Here is a command I crafted to do that (I truncated the output to only show a few examples):
while read file; do # this runs the loop for each input line of AA below
folder=$(echo "${file}" | sed s'/[^\/]*$//'); # turn "./folder/.gitignore" into "./folder" by stripping all content after final "/"
cat "${file}" # output contents of file
# skip all lines of .gitignores which start with "#", are blank lines, or contain "*".

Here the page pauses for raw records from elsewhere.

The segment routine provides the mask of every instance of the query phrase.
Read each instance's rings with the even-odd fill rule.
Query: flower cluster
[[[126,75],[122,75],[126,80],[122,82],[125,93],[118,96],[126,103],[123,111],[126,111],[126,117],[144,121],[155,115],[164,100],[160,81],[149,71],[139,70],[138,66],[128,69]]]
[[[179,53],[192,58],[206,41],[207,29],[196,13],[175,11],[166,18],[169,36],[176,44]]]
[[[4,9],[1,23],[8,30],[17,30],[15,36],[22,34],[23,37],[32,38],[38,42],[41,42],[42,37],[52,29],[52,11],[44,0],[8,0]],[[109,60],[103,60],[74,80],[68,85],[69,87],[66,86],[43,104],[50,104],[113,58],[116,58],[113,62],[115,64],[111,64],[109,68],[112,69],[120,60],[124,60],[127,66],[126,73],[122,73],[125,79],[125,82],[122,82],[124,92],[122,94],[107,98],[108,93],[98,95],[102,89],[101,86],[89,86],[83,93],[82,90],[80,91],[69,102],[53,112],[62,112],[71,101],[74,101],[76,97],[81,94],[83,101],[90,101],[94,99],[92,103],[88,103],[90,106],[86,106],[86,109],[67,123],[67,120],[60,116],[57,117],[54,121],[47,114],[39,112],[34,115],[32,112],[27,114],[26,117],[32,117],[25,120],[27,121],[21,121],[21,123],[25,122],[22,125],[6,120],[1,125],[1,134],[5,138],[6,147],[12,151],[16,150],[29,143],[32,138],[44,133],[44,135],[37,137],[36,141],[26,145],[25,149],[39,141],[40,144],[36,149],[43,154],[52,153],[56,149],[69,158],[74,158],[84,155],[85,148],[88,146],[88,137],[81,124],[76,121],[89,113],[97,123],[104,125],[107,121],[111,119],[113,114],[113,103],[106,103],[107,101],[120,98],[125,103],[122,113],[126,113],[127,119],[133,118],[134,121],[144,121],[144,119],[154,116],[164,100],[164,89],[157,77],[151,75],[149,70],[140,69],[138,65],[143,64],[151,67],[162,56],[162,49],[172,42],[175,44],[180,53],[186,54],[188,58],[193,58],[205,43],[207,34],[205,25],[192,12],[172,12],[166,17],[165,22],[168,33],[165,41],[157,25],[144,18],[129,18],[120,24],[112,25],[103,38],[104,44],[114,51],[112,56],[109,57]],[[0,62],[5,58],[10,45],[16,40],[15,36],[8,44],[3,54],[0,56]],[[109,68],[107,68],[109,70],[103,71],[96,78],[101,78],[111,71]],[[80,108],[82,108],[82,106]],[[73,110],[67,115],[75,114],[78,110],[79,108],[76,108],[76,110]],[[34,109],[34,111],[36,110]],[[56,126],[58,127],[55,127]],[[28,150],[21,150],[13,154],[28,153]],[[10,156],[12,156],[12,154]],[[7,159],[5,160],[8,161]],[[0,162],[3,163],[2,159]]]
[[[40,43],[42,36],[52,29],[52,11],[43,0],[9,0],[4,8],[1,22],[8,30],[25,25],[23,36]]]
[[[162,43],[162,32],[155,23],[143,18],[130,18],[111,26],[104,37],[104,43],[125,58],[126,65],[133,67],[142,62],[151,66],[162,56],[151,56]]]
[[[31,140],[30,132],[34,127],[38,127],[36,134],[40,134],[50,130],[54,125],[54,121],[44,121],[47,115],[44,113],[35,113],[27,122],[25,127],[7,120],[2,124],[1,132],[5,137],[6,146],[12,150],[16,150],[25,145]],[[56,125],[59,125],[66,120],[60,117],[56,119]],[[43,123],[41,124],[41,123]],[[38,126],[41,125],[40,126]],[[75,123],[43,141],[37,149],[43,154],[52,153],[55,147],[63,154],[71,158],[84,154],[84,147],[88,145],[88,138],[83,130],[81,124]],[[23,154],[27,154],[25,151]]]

# then select only lines that end with ".something" (i.e., are files not directories) and print them
| awk '/^#/ {next} /^ *$/ {next} /\*/ {next} /.*\..+[^\/]$/ {print}'
# some files are "file.txt", some are "/file.txt", so first remove leading slashes, then print folder and file
| awk '{sub(/^\//, ""); printf "'"${folder}"'%s\n", $0}'
> /tmp/files13131.txt; # in order to check each file exists we need another loop, so put the list of files in a temporary file for now
while read f; do # run the loop for each input line of BB below
[ -f "${f}" ] && echo "${f}"; # before the && is a test to see if the file "${f}" exists, and it is echo'd only if the file does exist
done < /tmp/files13131.txt; # this is BB, "<" sends the output of the next file to the loop
done <<< $( # this is AA, "<<< $(" sends the output of the following command to the loop
find . -maxdepth 4 -name ".gitignore" # this finds all files named .gitignore in the current directory to a max depth of 4 directories
)
if we send the output of the command to files.txt (or copy and paste into there), then we can copy all these files to a folder _git, and preserve the structure of the folders, with:
rootf="_git"; while read file; do relfile=$(echo "${file}" | sed 's/^\.\///'); relfolder=$(echo "${relfile}" | sed 's/[^\/]*$//'); mkdir -p "${rootf}/${relfolder}"; cp "${file}" "${rootf}/${relfile}"; done < files.txt
and explained:
rootf="_git"; # set a variable to the folder to copy to so we can change it easily
while read file; do # loop over the file given in AA and name the loop variable "file"
# turn "./folder/sub/file.txt" into "folder/sub/file.txt" by replacing an initial "./" with nothing
relfile=$(echo "${file}" | sed 's/^\.\///');
# turn "folder/sub/file.txt" into "folder/sub/" by replacing all content after the final "/" with nothing
relfolder=$(echo "${relfile}" | sed 's/[^\/]*$//');
# create directories for the relative folder e.g., "folder/sub", "-p" means create all required sub-directories
mkdir -p "${rootf}/${relfolder}";
# copy the file to the folder we just created
cp "${file}" "${rootf}/${relfile}";
done < files.txt # use files.txt as the input to the loop
Now, I can put the files on a memory stick, and I have a very volatile memory stick that I shouldn't lose.
and I can put the memory stick into Linux when I boot it, so I don't lose any of my secrets.
To be honest, I don't think many of them were really important, and would probably just require me to go searching for API keys whenever I wanted to edit a project.